Chijingzi (赤精子 (Chìjīngzǐ); lit. "Master of the Red Essence") is a figure in Chinese mythology who appears in two distinct contexts: as an ancient immortal (guxian) in early Daoist hagiographies, and as one of the "Twelve Golden Immortals" in the 16th-century Ming dynasty novel Investiture of the Gods (Fengshen Yanyi).

== Daoist and historical traditions ==
Chijingzi appears in several pre-Ming texts as an ancient immortal (guxian). He is mentioned in early Daoist hagiographies such as the Liexian Zhuan (列仙傳), as well as in later works including the Soushen Ji (搜神記) and the Yuan-dynasty Lishi Zhenxian Tidao Tongjian (历世真仙体道通鉴). The Zhenxian Tidao Tongjian describes him as a legendary teacher who appeared during the reign of Emperor Zhuanxu and expounded the Weiyan Jing (微言经; Scripture of Subtle Words). The Nanyue Zongsheng Ji (南岳总圣集) associates him with the Scripture-Transmitting Altar (传经坛) on Lotus Peak, while other traditions identify him as Xie Yizi (燮邑子). According to these accounts, he descended to Mount Qi to teach the principles of benevolence and trustworthiness before later being invited by the Lord of the West (King Wen of Zhou), to serve as Keeper of the Archives.

According to the Book of Han (Han Shu), during the reign of Emperor Cheng of Han (r. 33–7 BCE), the Daoist practitioner Gan Zhongke (甘忠可) submitted a memorial claiming that he had received revelations from a divine manifestation of Chijingzi. As recorded in the Biography of Li Xun (Han Shu, vol. 75), Gan used this claim to support his political proposals. By invoking the symbolism of the "Red Emperor" (Chidi) and its association with the "Fire Virtue" (火德; huo de), he argued that the Han dynasty was approaching a new heavenly cycle. According to scholar Jiang Sheng, the "Chijingzi prophecy", later associated with the Baoyuan Taiping Jing (包元太平經), formed part of early Taiping ("Great Peace") ideology and was used to support political reform during the Western Han period.

Chijingzi is often confused with the deity Chisongzi (赤松子), who is mentioned in the Classic of Mountains and Seas (Shan Hai Jing). Despite sharing the prefix chi ("red"), they are distinct figures. Chisongzi is traditionally regarded as an ancient immortal and Rain Master associated with the era of Shennong.
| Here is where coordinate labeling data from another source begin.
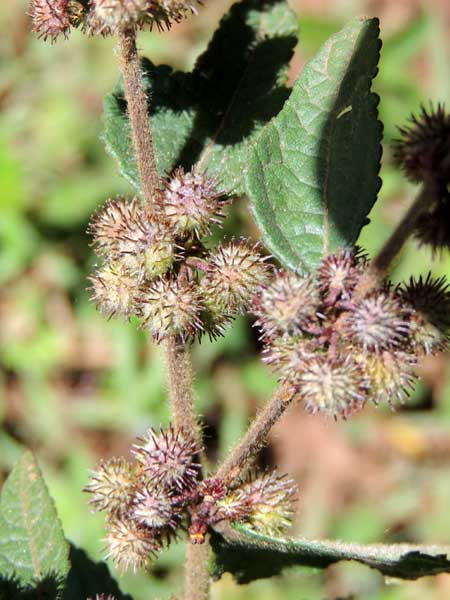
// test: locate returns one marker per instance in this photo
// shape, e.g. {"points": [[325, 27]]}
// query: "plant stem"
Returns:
{"points": [[197, 575], [138, 115], [256, 435], [179, 370], [395, 242], [179, 380]]}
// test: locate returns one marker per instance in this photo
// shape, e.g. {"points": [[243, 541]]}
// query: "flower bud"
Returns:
{"points": [[269, 503], [50, 18], [390, 375], [235, 273], [171, 306], [112, 486], [115, 289], [153, 510], [167, 459], [338, 275], [129, 544], [286, 305], [193, 203]]}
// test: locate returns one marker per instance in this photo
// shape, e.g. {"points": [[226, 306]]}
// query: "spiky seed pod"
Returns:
{"points": [[129, 544], [193, 202], [338, 275], [429, 300], [335, 388], [123, 229], [424, 148], [234, 507], [113, 224], [290, 356], [391, 375], [171, 306], [167, 459], [109, 16], [115, 289], [50, 18], [433, 227], [235, 273], [113, 485], [270, 499], [378, 322], [287, 305], [154, 510]]}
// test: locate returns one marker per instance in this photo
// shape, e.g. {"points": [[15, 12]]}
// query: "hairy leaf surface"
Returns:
{"points": [[209, 116], [313, 172]]}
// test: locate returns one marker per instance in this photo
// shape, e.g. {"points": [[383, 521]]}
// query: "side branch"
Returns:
{"points": [[256, 435], [395, 242], [138, 115]]}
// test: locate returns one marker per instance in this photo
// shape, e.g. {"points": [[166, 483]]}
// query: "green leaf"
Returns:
{"points": [[88, 578], [248, 556], [34, 554], [209, 116], [313, 173]]}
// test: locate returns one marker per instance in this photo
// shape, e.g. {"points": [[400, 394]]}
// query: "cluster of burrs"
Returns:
{"points": [[54, 18], [150, 500], [339, 347], [424, 153], [157, 268]]}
== In Investiture of the Gods ==
In the novel Investiture of the Gods (Fengshen Yanyi), Chijingzi is one of the Twelve Golden Immortals and a senior disciple of Yuanshi Tianzun. He resides at Cloud-Rising Cave (雲霄洞; Yunxiao Dong) on Mount Taihua and serves as the master of the Shang prince Yin Hong. Chijingzi gives Yin Hong several powerful treasures, including the Yin-Yang Mirror (陰陽鏡), which can kill or revive a person depending on how it is used, and the Bagua Purple-Ribbon Immortal Garment.

Despite his master's guidance, Yin Hong is persuaded by Shen Gongbao to betray the Zhou cause and return to the Shang side. Before accepting him as a disciple, Chijingzi had made Yin Hong swear a blood oath that he would die by fire if he ever broke his promise. After Yin Hong betrays the oath, Chijingzi reluctantly uses the Taiji Diagram (太極圖) to fulfill the vow and execute his own disciple.